An example of g(x) function with a = 0, b = 1, c = 1, and d = 0

The proposed AMSKF feature selection algorithm

The proposed feature selection algorithm for EEG signals peak detection is based on AMSKF algorithm. Also, the NNRW classifier is employed for peak classification. The combination of both methods is illustrated in the flowchart as shown in Fig. 6.
Fig. 6
Fig. 6

Flowchart of the proposed AMSKF feature selection algorithm

From Fig. 6, the proposed AMSKF technique begins with initialization of a population and then calculation of a g(x) function. The maximum number of iteration was set to 500 and the number of agents was set to 10. The initial value of the error covariance estimate, P, process noise value, Q, and measurement noise value, R, are 10,000, 0.5, and 0.5, respectively. To employ AMSKF algorithm for feature selection in EEG peak classification, a total of 16-bit string is generated since the selection of one feature is determined by one-bit value. If AMSKF assigns bit value 1 to an ith feature, the ith feature is selected. Otherwise, the ith feature is not selected.

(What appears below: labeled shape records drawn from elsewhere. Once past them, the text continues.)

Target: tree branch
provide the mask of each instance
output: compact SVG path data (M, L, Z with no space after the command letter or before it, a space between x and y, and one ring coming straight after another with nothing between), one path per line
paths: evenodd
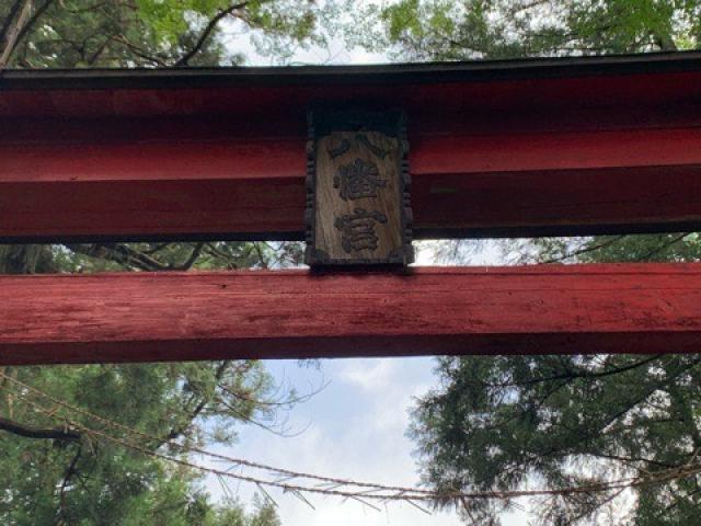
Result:
M0 430L25 438L53 438L55 441L80 442L81 435L68 427L41 428L0 416Z
M226 19L234 11L245 8L248 3L249 3L248 1L234 3L233 5L230 5L229 8L225 9L223 11L219 11L219 13L217 13L217 15L215 15L207 23L207 25L205 26L202 34L199 35L199 38L197 38L197 42L195 43L193 48L189 52L187 52L185 55L183 55L180 59L177 59L177 61L173 66L174 67L187 66L187 62L202 50L203 46L207 42L207 38L209 38L209 35L217 27L217 24L219 24L221 20Z

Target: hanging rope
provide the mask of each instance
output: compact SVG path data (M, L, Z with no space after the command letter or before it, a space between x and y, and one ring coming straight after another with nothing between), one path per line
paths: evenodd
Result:
M380 484L375 482L355 481L350 479L322 477L322 476L310 474L310 473L294 471L294 470L284 469L284 468L277 468L274 466L268 466L261 462L254 462L254 461L242 459L242 458L234 458L226 455L219 455L219 454L207 451L200 448L186 448L185 446L177 443L173 443L173 442L166 443L173 447L179 448L183 453L197 453L203 456L216 458L218 460L226 460L228 462L231 462L234 466L242 466L242 467L248 467L252 469L265 470L278 477L278 479L269 480L261 477L233 473L228 470L202 466L191 460L185 460L183 458L173 457L171 455L165 455L162 453L154 451L141 444L136 444L131 441L114 436L112 434L105 433L104 431L95 430L93 427L88 426L87 424L69 419L66 415L59 415L56 408L48 409L37 403L36 401L28 399L26 393L27 392L35 393L44 398L45 400L48 400L55 403L56 405L64 409L65 411L82 414L83 416L93 419L96 422L100 422L101 424L103 424L105 427L112 428L114 431L122 431L133 436L140 436L148 441L156 441L157 443L160 442L159 438L156 436L140 432L138 430L134 430L124 424L113 422L108 419L99 416L94 413L91 413L83 409L71 405L62 400L59 400L50 395L47 395L41 391L39 389L36 389L20 380L16 380L5 375L2 371L0 371L0 377L8 380L9 384L13 384L18 388L24 390L24 392L22 392L22 390L18 391L12 389L12 392L18 397L19 400L22 400L24 403L32 407L35 411L37 411L41 414L44 414L48 419L51 419L54 421L60 420L64 423L68 424L69 426L81 431L89 437L92 437L96 441L108 442L108 443L122 446L124 448L150 456L152 458L158 458L160 460L185 466L204 473L211 473L220 478L228 478L228 479L233 479L233 480L255 484L272 501L273 499L265 491L265 488L278 489L278 490L283 490L284 492L291 493L295 496L304 501L309 505L311 504L307 499L304 499L303 494L321 494L321 495L327 495L327 496L343 498L346 500L352 499L360 502L361 504L379 510L366 501L380 501L380 502L404 501L415 506L417 506L416 501L427 502L427 503L441 501L441 502L455 502L456 504L463 504L466 501L471 499L513 500L513 499L532 498L532 496L553 496L553 495L568 495L568 494L575 494L575 493L612 492L612 491L618 491L625 488L639 488L644 485L659 484L664 482L669 482L671 480L679 480L679 479L701 474L701 464L696 462L697 456L694 455L693 458L688 464L679 468L665 469L654 473L645 473L644 476L621 478L613 481L597 482L591 484L583 484L583 485L551 489L551 490L541 489L541 490L480 491L480 492L438 492L438 491L422 490L416 488L403 488L403 487L395 487L395 485L386 485L386 484ZM5 389L9 389L9 386L5 386ZM284 477L284 479L280 480L279 477ZM309 480L309 481L317 482L317 484L311 485L311 484L288 482L289 480L292 480L292 479ZM329 487L329 485L332 485L332 487ZM421 506L417 506L417 507L420 507L421 510L424 510Z

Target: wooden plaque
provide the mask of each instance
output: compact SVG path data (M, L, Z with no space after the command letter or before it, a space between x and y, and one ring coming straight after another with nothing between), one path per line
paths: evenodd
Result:
M404 114L311 112L307 156L306 263L412 263Z

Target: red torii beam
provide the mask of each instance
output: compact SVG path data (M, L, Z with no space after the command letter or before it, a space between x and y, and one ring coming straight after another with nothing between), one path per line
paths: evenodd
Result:
M0 278L0 365L698 352L701 268L582 265Z
M701 226L701 54L0 73L0 241L301 239L304 113L400 106L415 237ZM0 365L693 352L694 265L0 277Z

In the calculation process of the fitness evaluation function, the selected features are used to prepare the training and validation sets, as shown in Fig. 6. To calculate the fitness evaluation function, at first, the classifier has to be trained by the given training data. Then, the trained classifier is tested using the validation set. The detection performance of the training and validation sets are computed based on Gmean (Guo et al. 2008). The Gmean of validation set is set as fitness value for AMSKF algorithm.

In Fig. 6, after fitness value is calculated, the process continues to the next following processes; update Xbest (t) and Xtrue, state measurement, state prediction, and state estimation. Next, new 16 bits solutions are determined and those processes are looped until maximum iteration is reached. Finally, the best peak model associated with the NNRW was obtained.

Experimental results and discussions

In this section, three main experiments were conducted. The first experiment aimed to investigate the classification performance of the individual NNRW under various number of hidden neurons. This experiment was also evaluated the performance of the individual NNRW over the four existing peak models. The optimum number of hidden neurons was selected to perform the experiment of the proposed AMSKF technique. The second experiment was assigned to study the search capability of the proposed AMSKF technique to find the best combination of peak features. The first and second experiments were conducted on eye event-related EEG data. The third experiment was conducted to apply the best combination of peak features on epileptic EEG classification events application.

Performance of NNRW under various number of hidden neurons

One advantage of the NNRW classifier is that the learning algorithm is less difficult than other conventional neural network classifier (i.e., gradient descent, Levenberg-Marquart, and particle swarm optimization-based learning algorithms). So that, with an enormous number of hidden neurons is possible to perform using the NNRW classifier. However, the optimal number of neurons of the NNRW classifier is required to be firstly identified for offering better generalization ability of the NNRW classifier. To find the optimal number of hidden neuron, an experiment is executed by varying the number of hidden neuron from 100 to 1200 in steps of 100.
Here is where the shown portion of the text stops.